Когда вернулись Томас с Гидеоном и сообщили, что ветеринар прибудет через час, они нашли меня в слезах. Весь заповедник словно бы застыл в молчаливой неподвижности, слоны прекратили перекличку, даже ветер стих. Солнце в последний раз повернуло свой лик и взглянуло через плечо на землю, после чего – так люди в порыве отчаяния рвут на себе одежду – сквозь прорехи в траурной ткани ночи на небе засияли мириады звезд. Маура стояла над мертвым сыном, накрывая его своим телом, как зонтиком, защищая его от всех.

– Что случилось? – спросил Томас, и до конца дней меня теперь будет преследовать мысль, что в его голосе слышался укор, он как будто осуждал меня.

Я в ответ лишь сказала:

– Позвони ветеринару, чтобы не приезжал. Ему здесь делать нечего.

Кровотечение у Мауры уже прекратилось, а другая помощь ей была не нужна.

– Но он захочет вскрыть тело слоненка…

– Не раньше, чем Маура закончит оплакивать его, – отозвалась я, и эти слова напомнили о невысказанном желании, которое посетило меня несколько дней назад: вот бы один из слонов умер, тогда я смогла бы продолжить свои исследования.

Я как будто подсознательно хотела этого. Так что, наверное, Томас был прав, осуждая меня.

– Останусь здесь, – заявила я.

Муж шагнул ко мне:

– Но это вовсе не обязательно…

– Я должна, – упрямо проговорила я сквозь зубы.

– А как же Дженна?

Гидеон отошел немного назад, когда мы заговорили на повышенных тонах.

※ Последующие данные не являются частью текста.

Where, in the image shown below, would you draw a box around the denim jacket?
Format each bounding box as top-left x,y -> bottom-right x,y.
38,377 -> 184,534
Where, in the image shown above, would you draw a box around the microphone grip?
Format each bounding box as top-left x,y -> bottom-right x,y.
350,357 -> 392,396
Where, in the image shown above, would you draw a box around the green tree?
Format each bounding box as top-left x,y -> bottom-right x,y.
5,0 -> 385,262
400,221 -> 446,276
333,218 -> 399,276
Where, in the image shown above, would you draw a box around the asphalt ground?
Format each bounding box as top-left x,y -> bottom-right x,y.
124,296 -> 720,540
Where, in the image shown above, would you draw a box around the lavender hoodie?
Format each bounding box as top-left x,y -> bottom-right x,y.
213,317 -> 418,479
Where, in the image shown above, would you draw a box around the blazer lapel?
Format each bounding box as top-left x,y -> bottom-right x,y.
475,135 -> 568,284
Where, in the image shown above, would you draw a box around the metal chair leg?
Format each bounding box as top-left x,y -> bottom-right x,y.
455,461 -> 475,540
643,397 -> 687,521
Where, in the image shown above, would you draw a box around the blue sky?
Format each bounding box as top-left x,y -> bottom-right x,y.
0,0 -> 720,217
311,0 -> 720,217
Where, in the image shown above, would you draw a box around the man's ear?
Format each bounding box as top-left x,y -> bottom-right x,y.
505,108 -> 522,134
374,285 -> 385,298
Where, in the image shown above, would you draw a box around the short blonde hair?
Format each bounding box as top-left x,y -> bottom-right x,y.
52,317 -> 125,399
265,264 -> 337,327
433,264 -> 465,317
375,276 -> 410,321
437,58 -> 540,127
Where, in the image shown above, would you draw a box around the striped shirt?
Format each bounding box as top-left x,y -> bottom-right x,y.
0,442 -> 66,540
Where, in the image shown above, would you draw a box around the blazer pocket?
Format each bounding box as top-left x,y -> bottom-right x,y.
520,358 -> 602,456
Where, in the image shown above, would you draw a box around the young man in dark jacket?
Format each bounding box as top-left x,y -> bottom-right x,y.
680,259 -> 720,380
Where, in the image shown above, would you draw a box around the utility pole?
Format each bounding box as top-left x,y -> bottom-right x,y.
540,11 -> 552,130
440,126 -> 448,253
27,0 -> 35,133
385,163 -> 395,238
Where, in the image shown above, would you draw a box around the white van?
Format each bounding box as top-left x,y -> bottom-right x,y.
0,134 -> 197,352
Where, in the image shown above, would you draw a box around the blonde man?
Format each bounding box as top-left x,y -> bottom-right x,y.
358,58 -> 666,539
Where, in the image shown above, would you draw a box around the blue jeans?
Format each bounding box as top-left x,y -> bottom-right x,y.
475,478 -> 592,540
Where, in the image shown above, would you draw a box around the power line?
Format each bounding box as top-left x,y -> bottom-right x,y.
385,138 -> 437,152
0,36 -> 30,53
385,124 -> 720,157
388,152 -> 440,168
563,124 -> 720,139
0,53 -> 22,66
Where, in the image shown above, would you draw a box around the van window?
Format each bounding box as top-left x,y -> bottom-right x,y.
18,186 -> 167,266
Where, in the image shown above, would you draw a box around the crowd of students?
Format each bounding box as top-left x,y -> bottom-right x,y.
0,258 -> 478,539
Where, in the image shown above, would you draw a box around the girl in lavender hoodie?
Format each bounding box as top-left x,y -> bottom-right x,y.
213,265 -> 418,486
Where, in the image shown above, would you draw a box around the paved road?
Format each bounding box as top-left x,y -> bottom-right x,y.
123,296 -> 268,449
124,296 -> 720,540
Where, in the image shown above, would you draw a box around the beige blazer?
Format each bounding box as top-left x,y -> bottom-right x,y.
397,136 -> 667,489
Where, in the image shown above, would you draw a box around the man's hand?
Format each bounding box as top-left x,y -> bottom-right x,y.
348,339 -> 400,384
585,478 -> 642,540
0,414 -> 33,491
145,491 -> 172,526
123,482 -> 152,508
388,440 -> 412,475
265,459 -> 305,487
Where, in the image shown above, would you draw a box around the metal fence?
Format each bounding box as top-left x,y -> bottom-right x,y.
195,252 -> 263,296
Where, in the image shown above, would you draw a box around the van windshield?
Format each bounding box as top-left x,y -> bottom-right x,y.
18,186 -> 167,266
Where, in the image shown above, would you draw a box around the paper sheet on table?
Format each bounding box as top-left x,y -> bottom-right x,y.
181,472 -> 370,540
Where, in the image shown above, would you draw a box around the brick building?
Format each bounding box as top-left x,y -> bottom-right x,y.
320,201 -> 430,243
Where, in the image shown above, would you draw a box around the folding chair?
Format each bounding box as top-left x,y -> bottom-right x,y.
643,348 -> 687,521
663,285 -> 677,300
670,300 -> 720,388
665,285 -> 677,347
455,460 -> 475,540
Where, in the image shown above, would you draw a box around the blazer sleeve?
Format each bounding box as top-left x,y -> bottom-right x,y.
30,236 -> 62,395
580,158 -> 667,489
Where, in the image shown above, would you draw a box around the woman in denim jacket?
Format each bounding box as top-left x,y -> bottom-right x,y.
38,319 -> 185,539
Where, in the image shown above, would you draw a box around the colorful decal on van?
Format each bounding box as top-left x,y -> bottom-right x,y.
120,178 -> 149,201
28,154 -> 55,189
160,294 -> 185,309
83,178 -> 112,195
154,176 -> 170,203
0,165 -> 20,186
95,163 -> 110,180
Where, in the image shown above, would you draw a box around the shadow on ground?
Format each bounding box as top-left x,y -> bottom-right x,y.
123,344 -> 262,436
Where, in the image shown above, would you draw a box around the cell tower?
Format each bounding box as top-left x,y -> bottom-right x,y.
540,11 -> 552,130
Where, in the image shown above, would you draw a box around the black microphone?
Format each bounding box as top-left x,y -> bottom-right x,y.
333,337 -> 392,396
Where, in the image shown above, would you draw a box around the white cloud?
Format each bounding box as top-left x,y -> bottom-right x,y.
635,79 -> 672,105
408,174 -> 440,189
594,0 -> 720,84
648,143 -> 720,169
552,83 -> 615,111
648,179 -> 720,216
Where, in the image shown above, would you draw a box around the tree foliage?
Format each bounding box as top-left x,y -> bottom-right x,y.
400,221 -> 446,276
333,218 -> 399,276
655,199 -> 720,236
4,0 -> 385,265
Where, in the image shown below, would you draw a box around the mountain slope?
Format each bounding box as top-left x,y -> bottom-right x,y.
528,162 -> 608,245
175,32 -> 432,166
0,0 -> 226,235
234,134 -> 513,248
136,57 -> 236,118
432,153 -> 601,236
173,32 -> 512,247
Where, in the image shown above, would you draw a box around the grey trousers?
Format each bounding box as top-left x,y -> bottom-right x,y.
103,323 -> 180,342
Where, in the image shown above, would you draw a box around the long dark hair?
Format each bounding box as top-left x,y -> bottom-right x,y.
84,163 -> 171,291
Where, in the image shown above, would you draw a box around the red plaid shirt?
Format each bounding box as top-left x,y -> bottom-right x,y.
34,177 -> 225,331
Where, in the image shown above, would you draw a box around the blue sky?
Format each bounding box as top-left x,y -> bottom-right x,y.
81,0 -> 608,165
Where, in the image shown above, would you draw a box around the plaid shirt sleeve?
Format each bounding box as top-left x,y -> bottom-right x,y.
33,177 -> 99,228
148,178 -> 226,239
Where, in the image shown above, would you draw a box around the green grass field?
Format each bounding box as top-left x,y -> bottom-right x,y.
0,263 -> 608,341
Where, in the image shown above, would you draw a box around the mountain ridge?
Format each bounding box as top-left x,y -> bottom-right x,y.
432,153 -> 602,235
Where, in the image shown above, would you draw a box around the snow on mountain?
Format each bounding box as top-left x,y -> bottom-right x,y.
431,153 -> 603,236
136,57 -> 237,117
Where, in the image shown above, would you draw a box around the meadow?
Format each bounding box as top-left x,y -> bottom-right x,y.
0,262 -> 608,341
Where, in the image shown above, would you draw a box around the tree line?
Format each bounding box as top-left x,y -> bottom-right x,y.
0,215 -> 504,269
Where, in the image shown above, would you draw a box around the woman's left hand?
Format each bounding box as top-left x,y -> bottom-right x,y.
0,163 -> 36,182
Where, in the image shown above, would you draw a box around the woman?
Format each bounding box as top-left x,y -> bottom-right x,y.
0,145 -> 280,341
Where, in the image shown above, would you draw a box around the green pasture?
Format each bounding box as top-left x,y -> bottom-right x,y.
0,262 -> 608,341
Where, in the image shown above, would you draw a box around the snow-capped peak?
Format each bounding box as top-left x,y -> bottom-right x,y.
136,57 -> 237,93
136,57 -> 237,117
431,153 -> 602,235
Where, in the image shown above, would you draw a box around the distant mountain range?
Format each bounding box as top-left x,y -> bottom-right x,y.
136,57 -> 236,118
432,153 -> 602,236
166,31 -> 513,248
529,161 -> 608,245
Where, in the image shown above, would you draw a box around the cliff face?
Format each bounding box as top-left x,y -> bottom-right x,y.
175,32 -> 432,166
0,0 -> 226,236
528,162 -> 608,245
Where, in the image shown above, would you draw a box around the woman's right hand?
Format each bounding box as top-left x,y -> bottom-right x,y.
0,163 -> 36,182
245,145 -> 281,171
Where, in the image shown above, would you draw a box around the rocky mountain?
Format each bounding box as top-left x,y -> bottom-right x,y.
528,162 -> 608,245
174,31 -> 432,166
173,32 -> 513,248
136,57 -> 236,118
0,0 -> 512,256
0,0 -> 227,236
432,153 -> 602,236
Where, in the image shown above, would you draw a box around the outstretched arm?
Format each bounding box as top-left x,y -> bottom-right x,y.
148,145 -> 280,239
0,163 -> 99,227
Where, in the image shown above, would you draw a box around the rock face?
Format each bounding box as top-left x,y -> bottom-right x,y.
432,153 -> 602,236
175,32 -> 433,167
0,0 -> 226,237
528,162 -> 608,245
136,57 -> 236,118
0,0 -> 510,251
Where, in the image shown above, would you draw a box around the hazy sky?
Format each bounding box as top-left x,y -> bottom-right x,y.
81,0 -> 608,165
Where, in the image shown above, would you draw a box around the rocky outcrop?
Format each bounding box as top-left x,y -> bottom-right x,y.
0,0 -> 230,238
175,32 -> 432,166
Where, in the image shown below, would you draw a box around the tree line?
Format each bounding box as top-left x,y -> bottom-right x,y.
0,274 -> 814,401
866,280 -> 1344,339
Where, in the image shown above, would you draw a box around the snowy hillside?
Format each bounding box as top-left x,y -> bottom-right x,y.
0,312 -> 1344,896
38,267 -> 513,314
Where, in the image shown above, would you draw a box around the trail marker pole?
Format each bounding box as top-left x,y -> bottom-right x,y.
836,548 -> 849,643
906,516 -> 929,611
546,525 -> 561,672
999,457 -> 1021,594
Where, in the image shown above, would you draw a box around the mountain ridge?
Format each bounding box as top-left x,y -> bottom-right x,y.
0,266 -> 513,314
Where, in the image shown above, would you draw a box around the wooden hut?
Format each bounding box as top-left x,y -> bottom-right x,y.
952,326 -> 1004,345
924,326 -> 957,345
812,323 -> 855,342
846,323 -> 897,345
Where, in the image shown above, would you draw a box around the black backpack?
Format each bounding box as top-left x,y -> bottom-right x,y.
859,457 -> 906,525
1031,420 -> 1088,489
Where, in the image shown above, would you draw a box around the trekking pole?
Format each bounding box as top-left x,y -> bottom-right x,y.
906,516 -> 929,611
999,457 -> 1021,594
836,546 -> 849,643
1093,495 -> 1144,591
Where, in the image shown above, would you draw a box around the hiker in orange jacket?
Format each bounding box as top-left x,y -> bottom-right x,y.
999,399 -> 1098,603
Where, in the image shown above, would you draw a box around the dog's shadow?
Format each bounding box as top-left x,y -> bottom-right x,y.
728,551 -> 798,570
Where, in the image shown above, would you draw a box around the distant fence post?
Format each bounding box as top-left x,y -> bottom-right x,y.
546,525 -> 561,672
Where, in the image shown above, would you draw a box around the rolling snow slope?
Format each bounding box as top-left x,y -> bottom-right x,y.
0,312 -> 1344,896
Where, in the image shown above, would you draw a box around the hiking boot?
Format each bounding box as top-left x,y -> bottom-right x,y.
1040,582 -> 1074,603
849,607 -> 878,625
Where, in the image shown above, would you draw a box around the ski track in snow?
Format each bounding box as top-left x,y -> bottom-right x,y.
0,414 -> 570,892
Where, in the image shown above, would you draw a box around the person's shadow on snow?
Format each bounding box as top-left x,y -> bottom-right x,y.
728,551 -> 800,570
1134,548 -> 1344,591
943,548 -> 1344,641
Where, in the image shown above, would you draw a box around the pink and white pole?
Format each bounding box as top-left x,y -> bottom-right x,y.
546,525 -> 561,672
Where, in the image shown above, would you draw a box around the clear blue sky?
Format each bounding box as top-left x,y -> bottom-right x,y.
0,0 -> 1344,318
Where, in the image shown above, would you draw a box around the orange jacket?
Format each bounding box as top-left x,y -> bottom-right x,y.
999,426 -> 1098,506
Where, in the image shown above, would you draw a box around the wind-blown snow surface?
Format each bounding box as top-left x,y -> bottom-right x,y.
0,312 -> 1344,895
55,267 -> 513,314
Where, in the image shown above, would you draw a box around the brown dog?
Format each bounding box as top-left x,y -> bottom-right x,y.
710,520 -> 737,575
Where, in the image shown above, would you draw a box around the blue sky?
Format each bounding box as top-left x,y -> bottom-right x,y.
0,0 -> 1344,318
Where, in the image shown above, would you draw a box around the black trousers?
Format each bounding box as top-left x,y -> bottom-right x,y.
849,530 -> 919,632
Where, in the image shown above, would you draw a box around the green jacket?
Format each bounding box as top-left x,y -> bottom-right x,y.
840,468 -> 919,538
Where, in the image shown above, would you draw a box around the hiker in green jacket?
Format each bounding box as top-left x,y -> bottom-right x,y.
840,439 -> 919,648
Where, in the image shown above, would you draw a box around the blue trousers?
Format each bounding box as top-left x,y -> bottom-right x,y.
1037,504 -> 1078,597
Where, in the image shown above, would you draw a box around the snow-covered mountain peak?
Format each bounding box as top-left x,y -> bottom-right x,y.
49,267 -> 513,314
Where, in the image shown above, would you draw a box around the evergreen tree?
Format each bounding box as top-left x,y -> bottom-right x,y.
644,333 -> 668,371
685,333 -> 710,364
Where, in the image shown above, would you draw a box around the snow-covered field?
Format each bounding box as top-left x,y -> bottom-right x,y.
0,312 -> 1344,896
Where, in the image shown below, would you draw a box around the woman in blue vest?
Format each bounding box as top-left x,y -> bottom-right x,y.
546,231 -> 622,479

– А что с ней? – спросила я.

– Ты же ее мать.

– А ты отец.

Я и так целый год каждый вечер укладывала Дженну спать. И рассудила, что один раз вполне можно пропустить, ради того чтобы понаблюдать, как Маура скорбит над телом сына. В конце концов, это моя работа. Будь я врачом, сегодняшняя ситуация была бы равносильна срочному вызову к больному.

Но муж, похоже, думал о своем.

– Я так рассчитывал на этого слоненка, – пробормотал он. – Он бы нас спас.

Гидеон откашлялся и предложил:

– Томас, давай я отвезу тебя домой и скажу Грейс, чтобы она принесла Элис свитер.

Они ушли, а я стала делать записи, отмечая моменты, когда Маура проводила хоботом по спине слоненка и вяло тыкала послед. Я зафиксировала изменения в производимых ею звуках – от воркующего урчания, которым она подбадривала малыша, до тревожного клича, каким матери призывают детенышей вернуться к ним и встать рядом. Увы, ответа она получить не могла.

Грейс принесла мне свитер и спальный мешок, немного посидела рядом – молча, просто сочувственно наблюдая за Маурой.